I am supposed to have this time each week where I gather with some friends and we art. They do actual art, I write. But we quietly create in this dedicated time. Today I hijacked this time with these women because my soul was bleeding. I went to this creative time as if rushing to the ER. I needed patched up as only close friends who tell you the truth can do. Supporting, guiding, chiding, and then offering some ideas, this is soul healing stuff from women who have their own souls that bleed and their own needs and really wanted to art. I felt only a little guilty for taking this time over because I know that the core of this time is trust. It was a safe place to take my junk, my broken pieces, spread them out like old crayons and let the group melt these into something new. We made art, still. No watercolors touched the paper, pastels never left the box. My laptop stayed in the case, in my purse. Yet the generative grafting of my dark pieces into a new light, swirling colors around so that I could see a new thing, staunched the bleeding, nursed me back to a health that accepted I was responsible for many of my own injuries.

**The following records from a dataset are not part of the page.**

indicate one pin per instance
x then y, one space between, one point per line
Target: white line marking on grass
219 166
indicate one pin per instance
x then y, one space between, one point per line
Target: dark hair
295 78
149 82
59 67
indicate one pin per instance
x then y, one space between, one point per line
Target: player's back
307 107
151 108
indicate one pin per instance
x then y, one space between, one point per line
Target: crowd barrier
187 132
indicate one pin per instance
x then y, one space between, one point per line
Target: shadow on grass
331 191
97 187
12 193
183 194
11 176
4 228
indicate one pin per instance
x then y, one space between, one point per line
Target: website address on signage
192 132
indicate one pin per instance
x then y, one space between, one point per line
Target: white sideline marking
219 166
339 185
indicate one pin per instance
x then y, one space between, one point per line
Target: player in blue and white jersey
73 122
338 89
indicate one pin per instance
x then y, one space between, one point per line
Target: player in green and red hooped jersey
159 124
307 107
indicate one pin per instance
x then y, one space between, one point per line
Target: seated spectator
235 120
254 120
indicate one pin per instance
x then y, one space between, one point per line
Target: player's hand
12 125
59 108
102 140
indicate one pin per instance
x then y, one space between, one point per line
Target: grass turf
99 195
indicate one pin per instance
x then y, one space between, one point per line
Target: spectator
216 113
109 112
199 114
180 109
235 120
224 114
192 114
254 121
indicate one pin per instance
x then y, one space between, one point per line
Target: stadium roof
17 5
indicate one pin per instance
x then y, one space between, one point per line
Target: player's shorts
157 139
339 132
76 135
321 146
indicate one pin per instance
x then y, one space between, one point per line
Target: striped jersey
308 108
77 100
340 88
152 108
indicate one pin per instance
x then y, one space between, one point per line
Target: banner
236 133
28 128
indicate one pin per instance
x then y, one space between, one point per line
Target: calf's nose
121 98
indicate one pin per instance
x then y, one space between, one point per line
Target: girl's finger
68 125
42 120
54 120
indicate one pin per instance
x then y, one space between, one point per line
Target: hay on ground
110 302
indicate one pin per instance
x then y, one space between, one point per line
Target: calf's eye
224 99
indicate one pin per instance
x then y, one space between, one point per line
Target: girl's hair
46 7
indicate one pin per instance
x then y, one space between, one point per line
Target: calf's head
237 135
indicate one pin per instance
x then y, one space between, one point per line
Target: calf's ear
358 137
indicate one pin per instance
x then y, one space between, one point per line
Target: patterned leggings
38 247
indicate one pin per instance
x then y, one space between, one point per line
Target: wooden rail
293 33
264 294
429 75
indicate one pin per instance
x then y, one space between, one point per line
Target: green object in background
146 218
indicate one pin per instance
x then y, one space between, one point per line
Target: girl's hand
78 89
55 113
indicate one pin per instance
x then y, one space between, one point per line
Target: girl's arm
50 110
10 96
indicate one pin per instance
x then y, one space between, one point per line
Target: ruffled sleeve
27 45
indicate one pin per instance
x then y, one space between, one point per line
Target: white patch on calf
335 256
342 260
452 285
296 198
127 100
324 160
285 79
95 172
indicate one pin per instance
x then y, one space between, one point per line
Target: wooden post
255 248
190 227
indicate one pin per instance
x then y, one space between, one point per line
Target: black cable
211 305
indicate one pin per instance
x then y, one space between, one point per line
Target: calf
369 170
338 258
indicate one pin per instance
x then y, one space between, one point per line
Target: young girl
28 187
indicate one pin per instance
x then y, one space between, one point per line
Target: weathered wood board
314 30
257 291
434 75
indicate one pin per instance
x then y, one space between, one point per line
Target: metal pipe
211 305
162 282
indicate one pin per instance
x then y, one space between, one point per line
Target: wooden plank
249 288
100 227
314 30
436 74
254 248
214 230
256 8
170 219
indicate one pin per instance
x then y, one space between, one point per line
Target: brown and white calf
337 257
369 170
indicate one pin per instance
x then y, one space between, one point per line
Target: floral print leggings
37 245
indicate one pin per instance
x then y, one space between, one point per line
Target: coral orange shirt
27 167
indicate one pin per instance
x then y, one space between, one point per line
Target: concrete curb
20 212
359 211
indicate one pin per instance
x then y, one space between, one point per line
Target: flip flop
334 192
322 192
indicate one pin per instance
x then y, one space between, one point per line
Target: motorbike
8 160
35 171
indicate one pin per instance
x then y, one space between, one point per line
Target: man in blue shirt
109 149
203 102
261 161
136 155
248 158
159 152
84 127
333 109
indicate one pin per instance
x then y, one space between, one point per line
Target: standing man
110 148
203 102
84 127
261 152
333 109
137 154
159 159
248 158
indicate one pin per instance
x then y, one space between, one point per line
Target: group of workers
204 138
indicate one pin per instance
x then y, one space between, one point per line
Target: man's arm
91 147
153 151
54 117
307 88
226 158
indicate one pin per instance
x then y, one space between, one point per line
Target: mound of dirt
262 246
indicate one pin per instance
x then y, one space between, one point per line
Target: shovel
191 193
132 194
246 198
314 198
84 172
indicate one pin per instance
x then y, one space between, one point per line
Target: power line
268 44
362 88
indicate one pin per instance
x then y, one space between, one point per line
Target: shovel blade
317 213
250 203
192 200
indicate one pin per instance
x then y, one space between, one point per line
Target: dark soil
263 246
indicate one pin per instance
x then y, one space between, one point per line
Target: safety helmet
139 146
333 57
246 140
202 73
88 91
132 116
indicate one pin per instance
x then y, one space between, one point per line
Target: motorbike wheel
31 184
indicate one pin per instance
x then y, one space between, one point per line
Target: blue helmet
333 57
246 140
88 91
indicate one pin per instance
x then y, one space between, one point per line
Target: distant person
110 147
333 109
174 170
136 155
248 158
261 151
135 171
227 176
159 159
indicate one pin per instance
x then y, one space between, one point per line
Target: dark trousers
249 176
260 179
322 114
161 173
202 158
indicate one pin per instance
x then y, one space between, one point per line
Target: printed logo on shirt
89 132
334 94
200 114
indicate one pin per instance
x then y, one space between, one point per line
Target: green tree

Being in authentic relationships with other women is like having a first aid kit available all the time. God how I mourn the lost years of pretending to be someone else in order to fit in, pretending to be fine when I was hurting, pretending to laugh when the jokes weren’t funny. Thinking survival among other women meant I had to give up my own air, I suffocated myself. I hid my truth, my brokenness, kept my voice quiet. I thought that was the price of friendship. What beauty to discover how wrong I was. I no longer mourn the loss of those superficial relationships with women who couldn’t handle the me covered in old scars. I mourn that they are still afraid to show theirs.
I have a safe group of friends who see light in my darkness, who show me grace when I am the one who is broken and in need of extra care. Other days some else brings a soul that is in need of intervention. I pray I rise up as well as these women. I am no good with pastels and everyone knows to keep paintbrushes out of my hands. Showing up, staying truthful, being open to another’s gift of soul sharing, that is just us bringing our supplies. God makes the beautiful art of our friendship.